« New Website Design Considerations | Main | YouTube Architecture »

Problem: Mobbing the Least Used Resource Error

A thoughtful reader recently suggested creating a series of posts based on real-life problems people have experienced and the solutions they've created to slay the little beasties. It's a great idea. Often we learn best from great trials and tribulations. I'll start off the new "Problem Report"
feature with a diabolical little problem I dubbed the "Mobbing the Least Used Resource Error." Please post your own. And if you know someone with an interesting problem report, please tag them too. It could be a lot of fun. Of course, feel free to scrub your posts of all embarrassing details, but be sure to keep the heroic parts in :-)

The Problem

There's an unexpected and frequently fatal type of error that can happen when new resources are added to a horizontally scaled architecture. Because the new resource has the least of something, load or connections or whatever, a load balancer configured with a least metric will instantaneously direct all new traffic to that new resource. And bam! Your system dies. All the traffic that was meant to be spread across your entire cluster is now directed like a laser beam to one small part of it.

I love this problem because it's such a Heisenberg. Everyone is screaming for more storage space so you bring up a new filer. All new data streams flow to the new filer and it crumbles and crawls because it can't handle the load for the entire system. It's in the very act of turning up more storage you bring your system down. How "cruel world the universe hates me" is that?

Let's say you add database slaves to handle load. Your load balancer redirects traffic to the new slaves, but the slaves are trying to sync, yet they can't sink because they are getting hammered by the new traffic. Down goes Frazier.

This is the dark side of partitioning. You partition data to get high performance via parallelization. For example, you hash on the user name to a cluster dedicated to handle those users. Unless your system is very flexible you can't scale anymore by adding resources because you can't repartition the data. All users are handled by their cluster. If you want a different organization you would have to redistribute data across all the clusters. Most systems can't handle that and you end not being able to scale out as easily as you hoped.

The Solution

The solution depends of course on the resource in question. Butting knowing a potential problem is present gives you the heads up you need to avoid destruction.

  • For filers migrate storage from existing filers to the new filers so storage is evened out. Then new storage will be allocated evenly across all the filers.
  • For services have a life cycle state machine indicating when a service is up and ready for work. Simply being alive doesn't mean it's ready.
  • Consistent Hashing to assign resources to a pool of servers in a scalable fashion.
  • For servers use random or round-robin balancing when the load balancer can receive incorrect feedback from pool servers.

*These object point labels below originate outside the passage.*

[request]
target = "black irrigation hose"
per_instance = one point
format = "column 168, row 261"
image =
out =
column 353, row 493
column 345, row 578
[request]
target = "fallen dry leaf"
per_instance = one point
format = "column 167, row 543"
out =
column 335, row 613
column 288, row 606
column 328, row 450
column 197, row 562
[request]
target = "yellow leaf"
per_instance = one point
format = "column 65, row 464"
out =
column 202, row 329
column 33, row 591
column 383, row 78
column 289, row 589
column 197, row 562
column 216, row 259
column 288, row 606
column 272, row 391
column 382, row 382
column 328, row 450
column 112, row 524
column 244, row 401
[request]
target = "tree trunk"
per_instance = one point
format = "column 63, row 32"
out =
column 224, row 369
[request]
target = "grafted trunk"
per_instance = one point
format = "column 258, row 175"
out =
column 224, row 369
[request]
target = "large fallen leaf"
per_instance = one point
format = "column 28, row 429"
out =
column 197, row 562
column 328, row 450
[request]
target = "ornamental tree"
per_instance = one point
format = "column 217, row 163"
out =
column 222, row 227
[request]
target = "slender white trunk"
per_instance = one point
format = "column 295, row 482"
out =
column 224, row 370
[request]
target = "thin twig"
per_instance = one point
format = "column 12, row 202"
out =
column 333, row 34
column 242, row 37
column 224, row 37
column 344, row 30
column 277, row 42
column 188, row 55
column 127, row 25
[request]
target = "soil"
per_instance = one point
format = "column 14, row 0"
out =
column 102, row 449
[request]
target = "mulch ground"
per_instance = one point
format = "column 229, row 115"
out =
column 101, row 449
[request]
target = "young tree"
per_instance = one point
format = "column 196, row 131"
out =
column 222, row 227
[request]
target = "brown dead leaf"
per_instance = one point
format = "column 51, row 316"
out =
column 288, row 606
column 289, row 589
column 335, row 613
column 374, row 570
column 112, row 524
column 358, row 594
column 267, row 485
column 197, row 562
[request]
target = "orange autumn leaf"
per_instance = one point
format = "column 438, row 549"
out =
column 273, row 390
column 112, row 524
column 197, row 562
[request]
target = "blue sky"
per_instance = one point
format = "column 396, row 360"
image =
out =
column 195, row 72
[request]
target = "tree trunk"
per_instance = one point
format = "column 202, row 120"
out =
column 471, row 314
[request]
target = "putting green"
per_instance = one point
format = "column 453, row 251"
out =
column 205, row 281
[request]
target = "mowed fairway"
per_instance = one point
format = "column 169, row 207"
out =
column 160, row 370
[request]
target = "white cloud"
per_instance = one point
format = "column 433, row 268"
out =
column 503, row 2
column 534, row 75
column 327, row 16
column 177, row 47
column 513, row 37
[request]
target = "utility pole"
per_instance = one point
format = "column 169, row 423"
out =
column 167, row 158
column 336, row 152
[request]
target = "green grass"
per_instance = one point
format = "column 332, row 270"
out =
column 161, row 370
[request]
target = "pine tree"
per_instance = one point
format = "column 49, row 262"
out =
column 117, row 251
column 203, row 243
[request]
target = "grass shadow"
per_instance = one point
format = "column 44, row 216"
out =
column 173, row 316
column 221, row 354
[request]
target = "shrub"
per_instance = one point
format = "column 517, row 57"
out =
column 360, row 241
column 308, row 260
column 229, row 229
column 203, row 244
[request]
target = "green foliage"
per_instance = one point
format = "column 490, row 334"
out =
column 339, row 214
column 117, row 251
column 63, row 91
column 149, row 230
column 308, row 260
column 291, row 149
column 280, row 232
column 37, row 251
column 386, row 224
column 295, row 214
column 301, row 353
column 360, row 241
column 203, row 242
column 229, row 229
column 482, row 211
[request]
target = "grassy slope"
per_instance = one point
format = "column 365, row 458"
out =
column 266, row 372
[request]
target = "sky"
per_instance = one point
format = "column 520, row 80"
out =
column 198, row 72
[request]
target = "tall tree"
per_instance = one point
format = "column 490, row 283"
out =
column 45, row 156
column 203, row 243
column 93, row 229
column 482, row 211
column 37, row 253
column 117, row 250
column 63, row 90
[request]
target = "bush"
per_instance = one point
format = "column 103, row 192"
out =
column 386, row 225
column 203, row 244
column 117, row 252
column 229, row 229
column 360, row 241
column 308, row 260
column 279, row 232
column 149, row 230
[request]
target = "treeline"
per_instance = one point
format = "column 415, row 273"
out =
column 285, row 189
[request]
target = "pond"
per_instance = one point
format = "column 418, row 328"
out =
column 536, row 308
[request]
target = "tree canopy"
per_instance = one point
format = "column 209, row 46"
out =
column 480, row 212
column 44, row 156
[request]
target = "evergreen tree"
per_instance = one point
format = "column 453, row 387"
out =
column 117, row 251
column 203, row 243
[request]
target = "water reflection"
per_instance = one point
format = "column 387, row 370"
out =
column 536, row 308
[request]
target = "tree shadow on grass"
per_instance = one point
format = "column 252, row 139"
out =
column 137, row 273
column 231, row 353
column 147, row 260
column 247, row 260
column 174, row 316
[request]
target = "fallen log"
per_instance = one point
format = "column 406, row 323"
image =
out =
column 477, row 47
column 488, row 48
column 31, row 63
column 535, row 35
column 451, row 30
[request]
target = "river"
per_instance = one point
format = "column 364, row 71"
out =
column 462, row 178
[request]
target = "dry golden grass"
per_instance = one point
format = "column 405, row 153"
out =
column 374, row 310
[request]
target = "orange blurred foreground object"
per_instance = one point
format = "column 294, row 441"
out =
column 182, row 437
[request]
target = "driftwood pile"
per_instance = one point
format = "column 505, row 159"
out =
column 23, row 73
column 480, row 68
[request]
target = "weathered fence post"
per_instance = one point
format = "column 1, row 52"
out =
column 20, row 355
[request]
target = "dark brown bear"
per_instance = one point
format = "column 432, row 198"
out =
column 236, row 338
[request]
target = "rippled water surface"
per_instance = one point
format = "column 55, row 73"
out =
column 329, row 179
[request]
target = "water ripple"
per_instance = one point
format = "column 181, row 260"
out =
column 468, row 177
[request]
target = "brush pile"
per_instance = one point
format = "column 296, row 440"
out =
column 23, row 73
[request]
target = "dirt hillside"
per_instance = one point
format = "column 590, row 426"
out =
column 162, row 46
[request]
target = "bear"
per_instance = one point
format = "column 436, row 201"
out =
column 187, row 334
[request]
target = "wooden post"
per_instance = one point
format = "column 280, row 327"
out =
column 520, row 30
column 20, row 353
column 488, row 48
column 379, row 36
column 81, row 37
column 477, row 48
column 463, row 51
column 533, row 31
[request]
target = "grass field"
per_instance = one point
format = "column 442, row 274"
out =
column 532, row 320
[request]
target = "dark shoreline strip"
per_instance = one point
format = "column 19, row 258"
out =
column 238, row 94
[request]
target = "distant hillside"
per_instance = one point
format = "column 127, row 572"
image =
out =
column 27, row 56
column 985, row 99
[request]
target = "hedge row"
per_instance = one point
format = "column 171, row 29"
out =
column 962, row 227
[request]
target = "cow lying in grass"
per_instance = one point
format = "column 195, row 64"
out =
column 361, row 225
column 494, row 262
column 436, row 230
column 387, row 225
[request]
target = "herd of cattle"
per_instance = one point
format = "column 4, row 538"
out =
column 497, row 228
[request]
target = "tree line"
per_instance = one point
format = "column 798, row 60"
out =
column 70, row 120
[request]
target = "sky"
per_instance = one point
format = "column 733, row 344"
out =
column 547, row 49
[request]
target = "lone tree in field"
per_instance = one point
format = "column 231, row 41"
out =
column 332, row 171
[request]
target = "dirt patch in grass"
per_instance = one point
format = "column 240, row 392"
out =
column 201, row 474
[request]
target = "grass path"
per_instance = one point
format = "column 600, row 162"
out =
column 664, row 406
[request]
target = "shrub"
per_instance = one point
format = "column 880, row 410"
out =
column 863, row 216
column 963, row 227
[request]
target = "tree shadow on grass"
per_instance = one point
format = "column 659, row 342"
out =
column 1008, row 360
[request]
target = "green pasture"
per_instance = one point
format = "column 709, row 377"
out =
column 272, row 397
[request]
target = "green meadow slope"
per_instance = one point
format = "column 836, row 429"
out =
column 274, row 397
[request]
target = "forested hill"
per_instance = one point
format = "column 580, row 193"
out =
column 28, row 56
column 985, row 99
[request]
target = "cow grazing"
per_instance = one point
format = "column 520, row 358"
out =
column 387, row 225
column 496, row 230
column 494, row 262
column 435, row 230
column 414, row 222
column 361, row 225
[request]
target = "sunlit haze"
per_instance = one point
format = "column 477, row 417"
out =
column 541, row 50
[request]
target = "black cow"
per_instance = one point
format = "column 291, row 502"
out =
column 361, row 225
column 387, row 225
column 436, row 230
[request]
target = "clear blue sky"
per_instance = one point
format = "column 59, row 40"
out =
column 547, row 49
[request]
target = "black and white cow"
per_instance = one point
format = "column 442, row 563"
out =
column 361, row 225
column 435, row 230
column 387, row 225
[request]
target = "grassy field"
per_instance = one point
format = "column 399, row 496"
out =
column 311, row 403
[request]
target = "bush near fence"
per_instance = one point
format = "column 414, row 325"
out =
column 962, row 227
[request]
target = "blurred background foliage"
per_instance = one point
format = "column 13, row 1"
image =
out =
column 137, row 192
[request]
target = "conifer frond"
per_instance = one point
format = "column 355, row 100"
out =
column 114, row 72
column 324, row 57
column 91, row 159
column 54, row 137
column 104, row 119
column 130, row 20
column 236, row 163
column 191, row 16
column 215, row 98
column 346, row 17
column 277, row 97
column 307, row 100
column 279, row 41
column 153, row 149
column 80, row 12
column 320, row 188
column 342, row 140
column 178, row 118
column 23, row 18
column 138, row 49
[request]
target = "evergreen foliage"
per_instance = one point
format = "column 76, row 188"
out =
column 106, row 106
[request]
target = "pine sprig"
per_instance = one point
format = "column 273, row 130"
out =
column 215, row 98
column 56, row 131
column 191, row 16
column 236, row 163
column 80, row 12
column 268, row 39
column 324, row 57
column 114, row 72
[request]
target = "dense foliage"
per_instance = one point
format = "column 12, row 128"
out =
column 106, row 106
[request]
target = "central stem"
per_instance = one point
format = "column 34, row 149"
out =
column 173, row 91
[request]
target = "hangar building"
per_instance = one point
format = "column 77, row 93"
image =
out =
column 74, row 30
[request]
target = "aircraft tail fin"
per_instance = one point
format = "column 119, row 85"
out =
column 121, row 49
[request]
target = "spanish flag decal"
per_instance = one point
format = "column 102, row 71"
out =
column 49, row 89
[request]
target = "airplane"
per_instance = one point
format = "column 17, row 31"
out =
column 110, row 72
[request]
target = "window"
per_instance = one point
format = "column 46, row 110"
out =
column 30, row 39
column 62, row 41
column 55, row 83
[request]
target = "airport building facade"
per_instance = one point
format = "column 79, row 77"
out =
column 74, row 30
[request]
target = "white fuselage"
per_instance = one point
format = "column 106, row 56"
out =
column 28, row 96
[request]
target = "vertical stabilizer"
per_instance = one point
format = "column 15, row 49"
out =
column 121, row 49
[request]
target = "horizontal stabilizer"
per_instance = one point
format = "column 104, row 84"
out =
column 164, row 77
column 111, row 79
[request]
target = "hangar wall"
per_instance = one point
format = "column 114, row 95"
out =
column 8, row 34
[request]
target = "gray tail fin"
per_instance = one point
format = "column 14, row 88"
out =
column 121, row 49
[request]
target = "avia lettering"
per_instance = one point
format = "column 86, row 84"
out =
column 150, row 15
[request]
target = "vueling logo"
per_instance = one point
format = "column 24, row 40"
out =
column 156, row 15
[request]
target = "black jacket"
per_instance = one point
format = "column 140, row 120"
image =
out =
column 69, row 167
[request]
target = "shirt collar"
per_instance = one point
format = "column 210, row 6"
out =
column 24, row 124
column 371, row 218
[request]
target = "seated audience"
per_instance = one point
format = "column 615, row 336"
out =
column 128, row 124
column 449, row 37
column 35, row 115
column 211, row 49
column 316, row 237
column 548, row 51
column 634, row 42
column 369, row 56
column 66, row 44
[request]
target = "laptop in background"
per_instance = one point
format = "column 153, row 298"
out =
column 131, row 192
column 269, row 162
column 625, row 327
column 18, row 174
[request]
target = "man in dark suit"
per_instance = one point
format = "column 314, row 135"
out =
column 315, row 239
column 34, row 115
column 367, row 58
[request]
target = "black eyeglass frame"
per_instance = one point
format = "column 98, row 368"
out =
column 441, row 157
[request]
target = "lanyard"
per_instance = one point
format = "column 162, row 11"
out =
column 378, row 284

    The Thundering Herd Problem is supposedly the same problem described here, but it doesn't seem the same to me.
  • Reader Comments (10)

    Hi, when you talk about filer soluction you say to move old documents from filled filers to empty and new filler, because load balancer try to divide request to new "empty" filers ?


    November 29, 1990 | Unregistered Commenterundol

    actually, for web services, its funnier than that.

    If your servers are doing something slow, they have a queue. Then, if one of the servers starts failing (say it stops being able to talk to the database, and returns 500+SOAPFAult on every request, it ends up with the shortest queue. The load balancer then directs more work that way. So instead of 1 request in, say, 8 failing (a random distro), suddenly 1 in 4 fails. This not only gives the customers a harder time, it makes it initially harder to identify the problem (why is 1 in four failing? we have 8 machines?)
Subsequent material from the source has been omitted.